Hoje vamos adentrar um pouco mais neste campo, o da crueldade, maldade ou perversidade, como queiram chamar. Por que estou postando sobre este tema? Porque tomando conhecimento dos noticiários atualmente percebemos que os atos ditos maus ou cruéis estão se tornando um lugar comum em distintas partes do globo. Seja em regimes totalitários (Síria, por ex.), seja em países democráticos (Brasil, onde se queimam moradores de rua). Em vista disso é útil saber os porquês das pessoas agirem assim para, se possível, prevenir.
Ao indivíduo comum, normal, bem comportado parece que o mundo enlouqueceu. Será? Vejo duas possibilidades de resposta: 1) a crueldade sempre existiu, somente que agora temos amplo e imediato acesso, ou quase, aos fatos que ocorrem na sociedade planetária ou 2) mais pessoas estão “saindo dos trilhos” porque não estão aguentando as mudanças que ora ocorrem no planeta (a consciência está aumentando, e sendo ela luz, acaba trazendo à tona a escuridão que existe em cada um).

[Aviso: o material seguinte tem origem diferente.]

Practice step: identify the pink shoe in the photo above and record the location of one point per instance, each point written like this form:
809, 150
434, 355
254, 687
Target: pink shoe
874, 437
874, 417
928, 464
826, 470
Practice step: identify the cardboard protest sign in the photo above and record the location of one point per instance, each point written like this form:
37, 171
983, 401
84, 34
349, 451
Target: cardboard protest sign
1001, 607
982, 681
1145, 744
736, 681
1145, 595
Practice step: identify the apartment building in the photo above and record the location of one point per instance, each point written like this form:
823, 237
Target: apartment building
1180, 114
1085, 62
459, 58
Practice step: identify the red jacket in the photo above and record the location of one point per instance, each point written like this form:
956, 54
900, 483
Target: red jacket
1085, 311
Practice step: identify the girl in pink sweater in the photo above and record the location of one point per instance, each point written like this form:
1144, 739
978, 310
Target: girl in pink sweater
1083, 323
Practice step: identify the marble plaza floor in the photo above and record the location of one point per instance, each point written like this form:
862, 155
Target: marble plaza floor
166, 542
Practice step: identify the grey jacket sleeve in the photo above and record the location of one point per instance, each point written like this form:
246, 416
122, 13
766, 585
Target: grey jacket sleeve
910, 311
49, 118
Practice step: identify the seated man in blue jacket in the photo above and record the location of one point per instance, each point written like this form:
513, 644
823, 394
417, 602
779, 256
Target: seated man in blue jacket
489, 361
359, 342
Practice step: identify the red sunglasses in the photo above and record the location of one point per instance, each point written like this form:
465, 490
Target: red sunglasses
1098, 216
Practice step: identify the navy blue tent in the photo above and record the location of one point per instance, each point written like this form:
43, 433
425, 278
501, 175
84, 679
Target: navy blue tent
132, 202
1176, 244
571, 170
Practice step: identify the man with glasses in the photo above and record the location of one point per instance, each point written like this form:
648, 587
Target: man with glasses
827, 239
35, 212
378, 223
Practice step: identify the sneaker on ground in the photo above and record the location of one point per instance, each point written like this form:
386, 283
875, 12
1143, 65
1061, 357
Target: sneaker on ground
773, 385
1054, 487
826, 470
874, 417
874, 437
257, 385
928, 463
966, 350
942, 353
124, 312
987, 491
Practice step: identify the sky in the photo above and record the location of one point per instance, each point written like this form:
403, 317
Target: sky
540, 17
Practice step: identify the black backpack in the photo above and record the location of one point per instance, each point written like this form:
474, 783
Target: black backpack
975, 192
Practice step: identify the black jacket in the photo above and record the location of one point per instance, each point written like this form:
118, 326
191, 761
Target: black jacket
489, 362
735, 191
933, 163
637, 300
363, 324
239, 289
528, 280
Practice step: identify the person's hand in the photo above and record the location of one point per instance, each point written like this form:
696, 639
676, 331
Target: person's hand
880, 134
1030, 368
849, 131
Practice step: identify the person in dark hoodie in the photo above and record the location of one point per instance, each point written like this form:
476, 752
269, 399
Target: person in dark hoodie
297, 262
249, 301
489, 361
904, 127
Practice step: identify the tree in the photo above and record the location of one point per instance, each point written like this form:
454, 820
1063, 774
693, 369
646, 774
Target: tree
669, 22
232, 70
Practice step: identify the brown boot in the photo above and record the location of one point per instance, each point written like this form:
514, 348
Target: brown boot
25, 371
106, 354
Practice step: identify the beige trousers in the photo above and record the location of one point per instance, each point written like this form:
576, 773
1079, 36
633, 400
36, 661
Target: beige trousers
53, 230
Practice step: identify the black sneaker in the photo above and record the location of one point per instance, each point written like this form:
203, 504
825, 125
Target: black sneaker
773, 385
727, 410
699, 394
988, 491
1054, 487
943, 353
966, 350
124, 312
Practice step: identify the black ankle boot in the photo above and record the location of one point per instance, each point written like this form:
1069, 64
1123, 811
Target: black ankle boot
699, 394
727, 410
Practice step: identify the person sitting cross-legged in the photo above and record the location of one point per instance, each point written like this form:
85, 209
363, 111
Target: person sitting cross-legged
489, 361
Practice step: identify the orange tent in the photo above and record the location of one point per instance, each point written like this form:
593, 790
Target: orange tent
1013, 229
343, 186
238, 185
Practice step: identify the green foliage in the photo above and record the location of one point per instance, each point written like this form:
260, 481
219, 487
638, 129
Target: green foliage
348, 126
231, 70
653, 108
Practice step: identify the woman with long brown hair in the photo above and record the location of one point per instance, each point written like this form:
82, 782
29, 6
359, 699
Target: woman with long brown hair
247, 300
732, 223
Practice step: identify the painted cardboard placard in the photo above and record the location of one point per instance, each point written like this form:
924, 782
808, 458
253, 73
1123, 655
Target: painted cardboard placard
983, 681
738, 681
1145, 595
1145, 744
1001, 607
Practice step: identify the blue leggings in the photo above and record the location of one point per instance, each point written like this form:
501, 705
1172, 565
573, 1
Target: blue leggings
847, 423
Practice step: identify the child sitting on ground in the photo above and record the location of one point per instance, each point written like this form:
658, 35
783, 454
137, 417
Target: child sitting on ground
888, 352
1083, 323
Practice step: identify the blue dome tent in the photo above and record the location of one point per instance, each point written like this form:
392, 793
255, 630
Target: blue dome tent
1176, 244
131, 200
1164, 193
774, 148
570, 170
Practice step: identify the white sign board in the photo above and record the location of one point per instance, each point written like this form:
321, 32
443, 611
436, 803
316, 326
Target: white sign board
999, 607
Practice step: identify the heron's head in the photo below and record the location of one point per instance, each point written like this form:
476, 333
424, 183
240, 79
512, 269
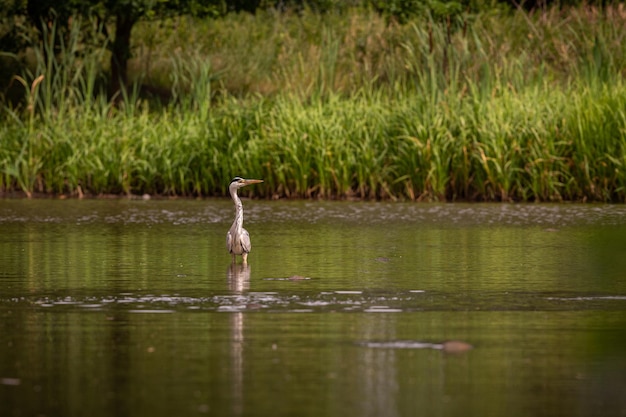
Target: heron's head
239, 182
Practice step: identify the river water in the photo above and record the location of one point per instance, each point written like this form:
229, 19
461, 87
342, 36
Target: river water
132, 308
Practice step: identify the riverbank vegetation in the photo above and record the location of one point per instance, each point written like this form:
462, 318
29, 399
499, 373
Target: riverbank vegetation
492, 106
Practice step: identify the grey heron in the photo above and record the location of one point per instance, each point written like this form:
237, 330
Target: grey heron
238, 238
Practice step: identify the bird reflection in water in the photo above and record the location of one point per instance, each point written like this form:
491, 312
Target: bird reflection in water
238, 277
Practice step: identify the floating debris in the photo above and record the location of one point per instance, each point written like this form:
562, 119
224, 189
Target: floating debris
451, 346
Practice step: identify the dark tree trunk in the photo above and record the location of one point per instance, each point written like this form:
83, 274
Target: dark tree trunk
120, 52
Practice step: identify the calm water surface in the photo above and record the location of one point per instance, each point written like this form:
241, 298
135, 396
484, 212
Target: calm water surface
132, 308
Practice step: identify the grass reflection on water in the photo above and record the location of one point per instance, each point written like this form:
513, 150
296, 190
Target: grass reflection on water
133, 308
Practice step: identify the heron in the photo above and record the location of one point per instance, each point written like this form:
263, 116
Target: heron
238, 238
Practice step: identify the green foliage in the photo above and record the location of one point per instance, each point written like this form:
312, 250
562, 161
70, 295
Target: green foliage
515, 107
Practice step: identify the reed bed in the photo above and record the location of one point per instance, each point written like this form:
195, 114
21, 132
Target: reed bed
500, 107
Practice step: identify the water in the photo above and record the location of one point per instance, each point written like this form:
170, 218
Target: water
132, 308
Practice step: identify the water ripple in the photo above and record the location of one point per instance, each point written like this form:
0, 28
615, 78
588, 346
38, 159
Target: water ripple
335, 301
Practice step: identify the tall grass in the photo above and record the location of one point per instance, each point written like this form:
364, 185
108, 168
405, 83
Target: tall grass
505, 107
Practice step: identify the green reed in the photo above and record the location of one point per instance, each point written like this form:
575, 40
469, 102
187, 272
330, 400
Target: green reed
512, 107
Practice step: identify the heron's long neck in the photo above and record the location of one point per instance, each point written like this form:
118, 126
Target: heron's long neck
238, 223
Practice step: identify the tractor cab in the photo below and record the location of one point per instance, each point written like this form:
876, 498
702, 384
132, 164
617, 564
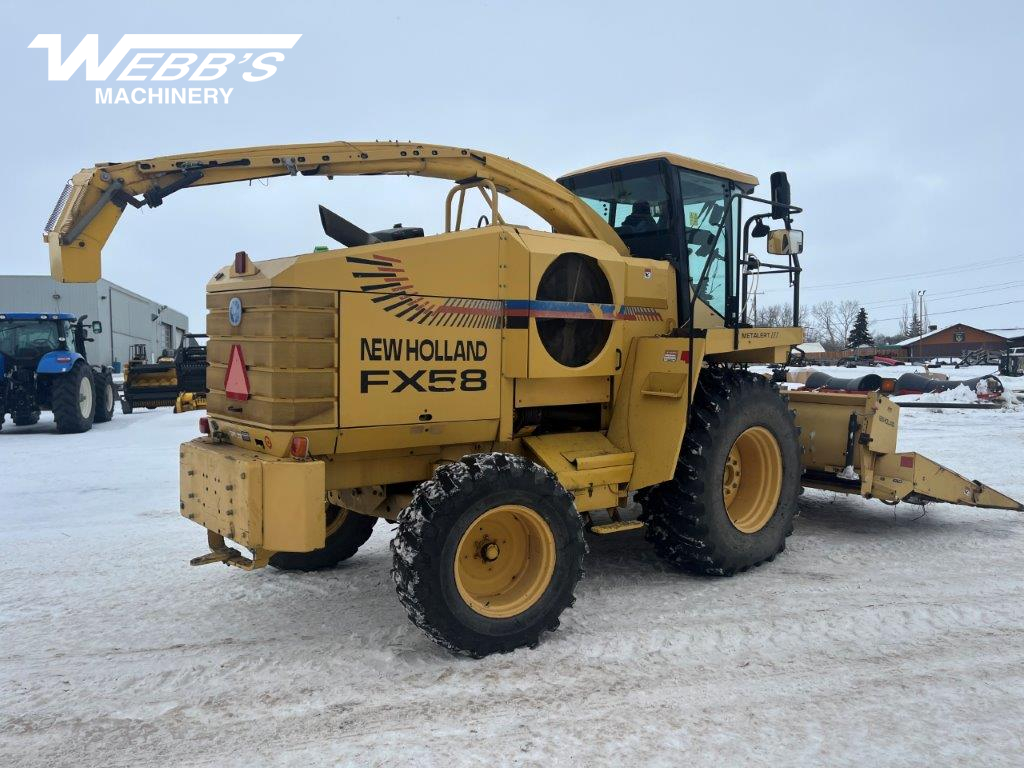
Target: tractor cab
26, 338
688, 212
43, 367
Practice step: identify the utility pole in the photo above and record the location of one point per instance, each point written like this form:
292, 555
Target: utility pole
754, 299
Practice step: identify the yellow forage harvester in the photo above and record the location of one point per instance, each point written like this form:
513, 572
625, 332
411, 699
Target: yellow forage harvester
496, 389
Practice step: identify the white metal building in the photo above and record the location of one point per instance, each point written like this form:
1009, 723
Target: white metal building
128, 318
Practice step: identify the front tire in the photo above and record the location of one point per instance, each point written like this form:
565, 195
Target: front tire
346, 531
74, 399
733, 498
104, 398
488, 554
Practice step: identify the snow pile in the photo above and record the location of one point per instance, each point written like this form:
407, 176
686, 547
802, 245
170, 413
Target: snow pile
962, 393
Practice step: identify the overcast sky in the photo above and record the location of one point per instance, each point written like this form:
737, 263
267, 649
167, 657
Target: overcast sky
899, 125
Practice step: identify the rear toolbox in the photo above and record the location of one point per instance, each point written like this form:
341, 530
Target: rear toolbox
263, 503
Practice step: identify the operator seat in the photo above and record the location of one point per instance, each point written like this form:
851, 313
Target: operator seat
640, 217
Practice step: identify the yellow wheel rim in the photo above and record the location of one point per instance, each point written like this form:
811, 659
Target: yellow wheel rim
752, 480
505, 561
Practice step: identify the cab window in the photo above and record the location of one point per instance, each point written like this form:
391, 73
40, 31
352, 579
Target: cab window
634, 200
708, 231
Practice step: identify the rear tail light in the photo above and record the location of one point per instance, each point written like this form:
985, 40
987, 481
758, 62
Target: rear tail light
299, 448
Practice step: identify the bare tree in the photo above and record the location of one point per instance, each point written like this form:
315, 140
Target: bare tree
832, 322
846, 312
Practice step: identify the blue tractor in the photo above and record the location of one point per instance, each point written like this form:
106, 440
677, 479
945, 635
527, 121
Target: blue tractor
43, 367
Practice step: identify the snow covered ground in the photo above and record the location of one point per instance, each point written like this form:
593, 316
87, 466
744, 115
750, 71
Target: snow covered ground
881, 637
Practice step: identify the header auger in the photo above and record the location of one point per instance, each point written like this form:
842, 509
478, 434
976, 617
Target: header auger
498, 390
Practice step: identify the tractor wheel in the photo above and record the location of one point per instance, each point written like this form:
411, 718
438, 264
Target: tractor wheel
73, 399
346, 531
26, 419
104, 398
732, 501
487, 554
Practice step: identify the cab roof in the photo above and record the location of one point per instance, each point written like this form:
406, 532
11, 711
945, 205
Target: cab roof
37, 315
681, 161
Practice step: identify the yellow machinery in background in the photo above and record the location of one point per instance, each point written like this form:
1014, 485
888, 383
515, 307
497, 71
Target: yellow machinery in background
176, 379
497, 389
148, 384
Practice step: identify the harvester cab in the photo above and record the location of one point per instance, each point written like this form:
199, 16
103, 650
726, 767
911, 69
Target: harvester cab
498, 390
44, 367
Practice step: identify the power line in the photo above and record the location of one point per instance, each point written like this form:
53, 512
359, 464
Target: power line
961, 309
939, 272
946, 295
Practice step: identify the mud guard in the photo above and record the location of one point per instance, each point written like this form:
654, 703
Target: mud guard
848, 444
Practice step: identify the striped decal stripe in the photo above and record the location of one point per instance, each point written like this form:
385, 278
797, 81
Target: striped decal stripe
385, 276
578, 310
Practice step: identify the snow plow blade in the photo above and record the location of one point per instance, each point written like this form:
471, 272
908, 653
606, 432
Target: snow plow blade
848, 444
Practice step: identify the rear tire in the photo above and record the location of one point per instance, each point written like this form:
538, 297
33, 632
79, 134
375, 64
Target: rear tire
488, 554
732, 501
104, 398
347, 531
26, 419
73, 398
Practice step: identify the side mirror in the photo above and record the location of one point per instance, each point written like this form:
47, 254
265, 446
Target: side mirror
785, 242
779, 195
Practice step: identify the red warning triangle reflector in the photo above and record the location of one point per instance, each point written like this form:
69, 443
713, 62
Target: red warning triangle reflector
237, 379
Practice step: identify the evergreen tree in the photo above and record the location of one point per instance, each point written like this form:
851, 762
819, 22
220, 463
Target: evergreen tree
859, 333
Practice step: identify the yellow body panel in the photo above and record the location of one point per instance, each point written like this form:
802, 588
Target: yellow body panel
258, 501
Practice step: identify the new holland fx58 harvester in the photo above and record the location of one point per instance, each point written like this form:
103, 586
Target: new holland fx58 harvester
497, 390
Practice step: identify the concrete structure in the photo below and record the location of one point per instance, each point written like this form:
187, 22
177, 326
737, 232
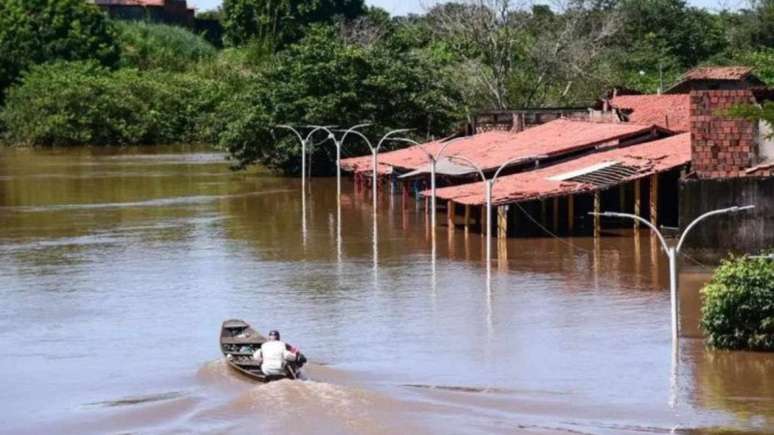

Freud atribuía a maldade à pulsões (conceito vago e difícil de entender) eu prefiro, segundo a Análise Transacional, atribuí-la à Criança Interior. Nossa criança interna é amoral, como qualquer criança pequena o é, carente de juízos de valor. Os pequenos não sabem que estão causando algum mal ao gato quando puxam o rabo dele. Os conceitos de bem e de mal vão se instalando em nossa psique conforme vamos crescendo. Na idade adulta, para alguns, ter seu objetivo alcançado transcende seus conceitos e/ou valores internalizados.
Trarei aqui algumas contribuições de um excelente trabalho (Tese de Mestrado de Marie Danielle Brülhart Donoso – Estudo psicanalítico sobre a gramática da maldade gratuita).
Autores citados na tese mencionada trazem diferentes abordagens à questão da crueldade. Gostei do enfoque de Hannah Arendt que considera que o mal é a absoluta falta do pensar (em profundidade). Em decorrência desse pensamento cunhou a expressão mal banal ou banalidade do mal. Ela chegou à sua conclusão a partir do estudo que realizou sobre os nazistas. Esteve presente, inclusive, nos julgamentos de Nuremberg. Esta “falta do pensar” nada mais é do que falta de reflexão ou, por extensão, falta de consciência evoluída.
Neste exemplo pode-se constatar a ausência de reflexão (depoimento de um soldado sobre os extermínios na ex-Iugoslávia):
“A gente mata, e depois que a gente matou […] temos que continuar matando sem parar, em ação sem parar, tiros sem parar, dedo no gatilho sem parar […]. O importante é uma certa eficiência, uma coisa puramente, puramente empírica: não há muita filosofia, nem muita reflexão sobre o porque matei. É isso. (Welzer, 2007, p. 276).”
“Arendt não acredita que exista um Eichmann em cada um de nós, mas suas características é que se multiplicariam em sociedades de massa, inclinadas ao não exercício do pensamento e à falta de profundidade.”
“Não pensar é também negar a si a responsabilidade pelos seus atos e é justamente quando não refletimos sobre o mal que podemos realizá-lo, quando anestesiamos a criticidade.” – Adilson Silva Ferraz –
Hannah Arendt dizia que “Os campos (de concentração nazistas) são a única forma de sociedade onde é possível dominar o homem inteiramente”, mas conforme vimos no Experimento de Zimbardo – o Efeito Lúcifer, isso é possível em outras circunstâncias, desde que estejam presentes os elementos propiciadores.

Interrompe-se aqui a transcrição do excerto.